In Russia numerosi esponenti del partito di governo rigettano con sdegno le aspre critiche del Consiglio d'Europa e dell'OSCE.
Un'anteprima delle frizioni tra Mosca e l'Organizzazione per la Sicurezza e la Cooperazione in Europa si era già registrata a novembre, dopo che le autorità russe avevano impedito "per irregolarità nei documenti di ingresso nella Federazione" l'arrivo di una parte degli osservatori internazionali dell'ODIHR. L'OSCE ha imputato ai russi i ritardi nella consegna delle pratiche per ottenere i visti. Una contestazione subito rispedita al mittente dal Presidente della Commissione Elettorale centrale, Vladimir Čjurov.

Accuse di brogli si sollevano però anche in patria, questa volta dai leader di tutti e sette i partiti risultati esclusi dalla Duma. Il Partito Comunista ha annunciato manifestazioni di protesta in tutta la Russia. Persino uno dei partiti usciti nel complesso vincitori dalla competizione - Russia Giusta - denuncia brogli a proprio sfavore in Ossezia del Nord (fonte: REGNUM).
Mentre quello delle irregolarità rimane fino a prova contraria solo un sospetto, per quanto fondato, almeno in Daghestan la campagna elettorale è stata senza dubbio inquinata da un episodio di sangue correlato al voto. Due settimane prima della tornata elettorale viene infatti ucciso a colpi d'arma da fuoco il leader locale di Jabloko, Farid Babaev.

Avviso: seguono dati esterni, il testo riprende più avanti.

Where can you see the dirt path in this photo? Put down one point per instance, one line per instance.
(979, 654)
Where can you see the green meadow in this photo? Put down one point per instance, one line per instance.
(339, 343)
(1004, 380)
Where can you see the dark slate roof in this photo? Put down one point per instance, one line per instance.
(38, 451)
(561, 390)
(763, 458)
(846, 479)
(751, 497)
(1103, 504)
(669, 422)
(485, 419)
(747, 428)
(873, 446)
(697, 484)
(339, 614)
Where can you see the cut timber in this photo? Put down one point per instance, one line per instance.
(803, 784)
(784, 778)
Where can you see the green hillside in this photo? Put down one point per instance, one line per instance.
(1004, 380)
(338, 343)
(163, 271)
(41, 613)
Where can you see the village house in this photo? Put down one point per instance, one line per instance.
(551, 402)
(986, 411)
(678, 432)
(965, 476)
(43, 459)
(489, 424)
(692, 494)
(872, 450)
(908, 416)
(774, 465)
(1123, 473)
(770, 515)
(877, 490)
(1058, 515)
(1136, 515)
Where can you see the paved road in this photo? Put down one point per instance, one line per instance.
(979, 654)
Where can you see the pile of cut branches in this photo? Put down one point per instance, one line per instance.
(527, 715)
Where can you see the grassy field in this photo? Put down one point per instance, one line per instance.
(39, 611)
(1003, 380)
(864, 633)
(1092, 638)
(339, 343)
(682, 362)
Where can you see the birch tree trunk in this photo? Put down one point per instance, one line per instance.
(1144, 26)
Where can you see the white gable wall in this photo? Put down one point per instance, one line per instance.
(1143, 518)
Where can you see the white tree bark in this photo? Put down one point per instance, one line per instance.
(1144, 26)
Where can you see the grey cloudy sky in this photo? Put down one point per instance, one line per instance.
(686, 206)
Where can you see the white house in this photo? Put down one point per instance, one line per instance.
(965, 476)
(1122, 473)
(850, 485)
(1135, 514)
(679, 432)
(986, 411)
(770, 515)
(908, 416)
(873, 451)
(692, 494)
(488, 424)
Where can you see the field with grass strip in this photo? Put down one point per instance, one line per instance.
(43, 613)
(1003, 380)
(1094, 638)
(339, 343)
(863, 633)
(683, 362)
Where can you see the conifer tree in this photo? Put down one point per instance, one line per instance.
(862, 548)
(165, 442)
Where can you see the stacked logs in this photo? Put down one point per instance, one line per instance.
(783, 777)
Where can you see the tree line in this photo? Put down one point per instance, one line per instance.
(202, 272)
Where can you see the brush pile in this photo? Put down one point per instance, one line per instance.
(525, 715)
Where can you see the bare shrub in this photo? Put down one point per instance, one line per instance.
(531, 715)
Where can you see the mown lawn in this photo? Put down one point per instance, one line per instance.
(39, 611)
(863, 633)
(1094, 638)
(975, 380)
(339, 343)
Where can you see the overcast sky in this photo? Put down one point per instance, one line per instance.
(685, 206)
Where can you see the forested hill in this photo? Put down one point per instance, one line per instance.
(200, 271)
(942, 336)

Il voto in Caucaso del sud. Una miccia nella polveriera dei "conflitti congelati"

Molto alta la partecipazione al voto anche in Ossezia del Sud ed in Abkhazija: qui l'80% della popolazione ha ottenuto il passaporto russo e ha di conseguenza ricevuto la scheda elettorale. Il segnale politico del voto è arrivato chiaro anche a Tbilisi, alle prese in queste settimane con la campagna elettorale presidenziale.

In un briefing post-elettorale dalla sede di Russia Unita, riportato dall'agenzia di informazione Rosbalt, il presidente della Duma Boris Gryzlov ha detto di aver guardato "con interesse" a come i residenti in Abkhazija si siano pronunciati in occasione di questa tornata elettorale. Ed ha aggiunto che la nuova Duma "prenderà in considerazione la questione del riconoscimento delle due repubbliche fedeli a Mosca più avanti. Per esempio, a gennaio".

Il noto analista politico (vicino a Putin) Sergej Markov ha dichiarato che "hanno più chances di ottenere il riconoscimento all'indipendenza gli abkhazi, di quante ne abbiano gli albanesi". Un esplicito riferimento ai Balcani. Se, come molti osservatori ritengono probabile, il Kosovo dichiarerà la propria indipendenza dalla Serbia, un riconoscimento internazionale da parte degli occidentali imprimerebbe una forte accelerazione alla politica russa in Caucaso del sud.
Non è un caso che il Ministro degli Esteri russo, Sergej Lavrov, abbia fatto sapere da Bruxelles che l'eventuale indipendenza del Kosovo costituirà de facto "un precedente" per lo spazio geopolitico post-sovietico.